Spying on Russians and Selling the Data
- Oct. 30 2013 00:00
- Last edited 21:04
It is becoming increasingly difficult to guarantee that personal information and Internet communications remain secret. The Federal Security Service intends to force Internet providers to install new equipment enabling the agency to conduct comprehensive monitoring of Internet traffic and e-mail correspondences. A joint project by the FSB and Communications and Press Ministry indicates that the Chekists intend to gain remote access to data packets, phone numbers, IP addresses, user account information, e-mail addresses and other personal data of Internet and mobile communications users.
There is nothing new about the state monitoring Russians' communications. According to intelligence experts, the government has been doing so ever since it instituted the SORM program in 2008 that enables the siloviki to monitor Internet activity of their choosing. But the new proposal would greatly expand the FSB's technical ability to control the huge flow of data, which has grown considerably since 2008, enabling the agency to remotely intercept messages and data without informing the communications provider. The FSB intends to monitor e-mail correspondence sent through both domestic and foreign providers, including Gmail and Yahoo.
But intelligence agencies around the world are attempting to gain total control of the e-mail messages and telephone calls of millions of citizens in order to detect and combat crime. Just last week, it was reported that the U.S. National Security Agency had tapped 70 million phone conversations by French citizens.
From the viewpoint of data flow control, Russia is not unique. Russia's great distinction is its level of state corruption.

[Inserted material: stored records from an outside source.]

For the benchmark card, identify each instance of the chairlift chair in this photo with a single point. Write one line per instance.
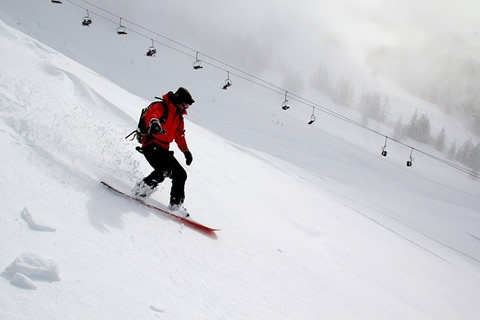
(384, 151)
(312, 117)
(410, 162)
(198, 63)
(228, 82)
(87, 21)
(121, 29)
(285, 105)
(151, 50)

First, it may very well be that the FSB's plan to force Internet providers to install new surveillance equipment on their servers was devised with one dominant goal in mind: so that the siloviki could profit from bribes and graft when this extremely expensive equipment is ordered and installed.
Second, Russian intelligence agencies have a habit of leaking or selling confidential information for political or financial gain. It would come as no surprise if compact disks containing the private correspondence of prominent individuals were later sold to business rivals or even simply to voyeurs.